In a recent article, I explored the right and the wrong ways of monitoring remote workers. There is an inevitable desire among managers to understand what employees are doing and whether they’re sufficiently productive, especially when they are out of sight. If it’s done poorly though, it can erode trust and reduce in a huge decline in morale and performance.
Suffice it to say, however, monitoring is not something that’s confined to those working remotely. Research from Cornell reminds us that not only are all employees being monitored by their employers, but that AI is increasingly being deployed to do so.
Negative impact
The study finds that this use of automated monitoring is typically frowned upon by employees, who are not only less productive but also more likely to complain and even leave the organization. The only caveat to this is if the use of monitoring can be framed as supporting their professional development in some way.
According to the research, surveillance tools used to monitor physical activity, facial expressions, vocal tone, and verbal and written communication cause people to feel a greater loss of autonomy compared to human oversight.
Businesses and organizations that employ these rapidly evolving technologies to evaluate employee performance, customer interactions, and potential misconduct should be aware of their unintended consequences. These tools may lead to resistance and decreased performance among those being monitored.
Gaining acceptance
The researchers suggest that to gain acceptance, organizations should position these tools as aids rather than as judgment mechanisms. Ensuring that those under surveillance feel the assessments are accurate and contextually fair could mitigate negative reactions.
“When artificial intelligence and other advanced technologies are implemented for developmental purposes, people like that they can learn from it and improve their performance,” the researchers explain. “The problem occurs when they feel like an evaluation is happening automatically, straight from the data, and they’re not able to contextualize it in any way.”
They explain that there has already been considerable backlash against algorithmic surveillance, with some companies scrapping pilot projects that alerted them when employees were taking too many breaks. Similarly, many schools scrapped surveillance software implemented during the pandemic to monitor what pupils did at home.

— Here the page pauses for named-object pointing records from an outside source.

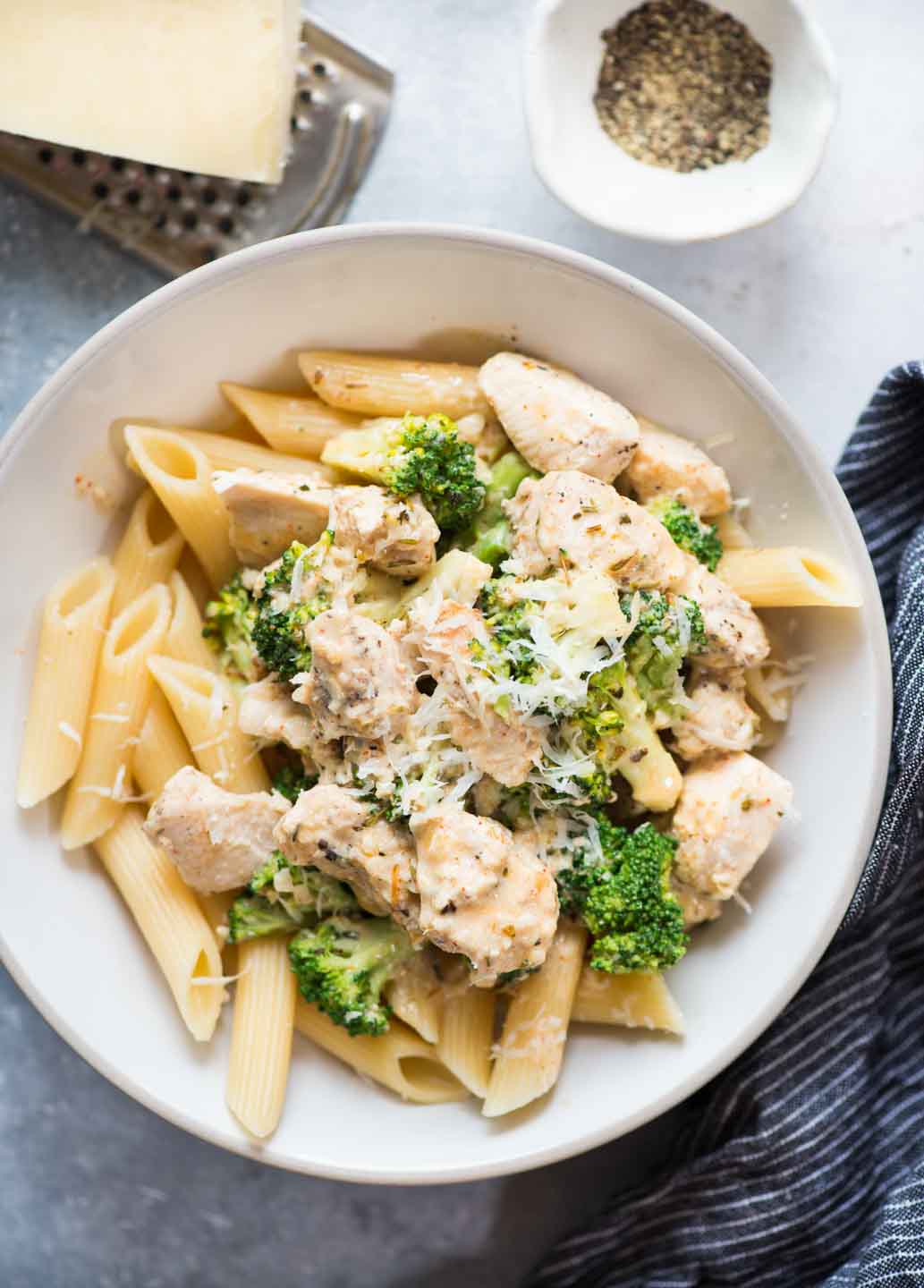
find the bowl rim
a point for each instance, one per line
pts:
(746, 375)
(544, 161)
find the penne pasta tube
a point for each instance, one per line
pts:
(205, 708)
(181, 476)
(233, 453)
(191, 571)
(635, 1001)
(417, 996)
(289, 424)
(161, 749)
(184, 640)
(788, 577)
(400, 1059)
(168, 918)
(72, 630)
(529, 1056)
(377, 386)
(148, 552)
(260, 1035)
(465, 1037)
(120, 696)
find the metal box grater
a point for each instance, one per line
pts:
(178, 220)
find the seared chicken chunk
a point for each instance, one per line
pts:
(664, 464)
(555, 420)
(728, 811)
(506, 749)
(569, 520)
(359, 682)
(216, 839)
(268, 512)
(329, 828)
(483, 893)
(718, 717)
(734, 635)
(398, 538)
(268, 713)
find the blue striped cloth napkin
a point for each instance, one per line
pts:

Of course, previous studies have also shown that some employees don’t mind being monitored by algorithms, providing they believe them to be fair and that there is an adequate way of questioning the algorithms. This acceptance can be particularly strong when employees are confident that the technology is being deployed in their best interests, such as to help them develop.
In the spotlight
In a series of four experiments involving nearly 1,200 participants, the researchers explored whether it matters if surveillance is conducted by humans or AI, and how the context—performance evaluation versus developmental support—affects perceptions.
In the first study, participants were asked to recall and write about times they were monitored and evaluated by either humans or AI. They reported feeling less autonomy under AI surveillance and were more likely to engage in “resistance behaviors.”
The next two studies simulated real-world surveillance scenarios. Participants worked in groups to brainstorm ideas for a theme park, and then individually developed ideas for a specific segment of the park. They were told their work would be monitored by either a research assistant or AI, represented in Zoom videoconferences as “AI Technology Feed.”
After several minutes, either the human assistant or the “AI” relayed messages that participants were not generating enough ideas and should try harder. Surveys conducted after one study revealed that over 30% of participants criticized the AI surveillance, compared to about 7% who were critical of human monitoring.
The research highlights that people feel less autonomous and more resistant when monitored by AI. Businesses using AI surveillance for evaluating performance should be mindful of these perceptions and consider framing the technology as supportive tools rather than judgmental ones. This approach could help mitigate negative reactions and improve acceptance of AI monitoring.
Lowering performance
The study found that monitoring employees not only led to high levels of discontent, but it also lowered the performance levels of employees. In the experiment, those being monitored generated fewer ideas, which were also of lower quality, than those not being monitored.
“Even though the participants got the same message in both cases that they needed to generate more ideas, they perceived it differently when it came from AI rather than the research assistant,” the authors explain. “The AI surveillance caused them to perform worse in multiple studies.”
This scenario only altered when the analysis provided by AI was used in a way that helped each individual improve. This suggests that if algorithmic surveillance is framed as a way to get better, then that could help to earn the trust of employees and overcome any resistance they may feel.
“Organizations trying to implement this kind of surveillance need to recognize the pros and cons,” the authors conclude. “They should do what they can to make it either more developmental or ensure that people can add contextualization. If people feel like they don’t have autonomy, they’re not going to be happy.”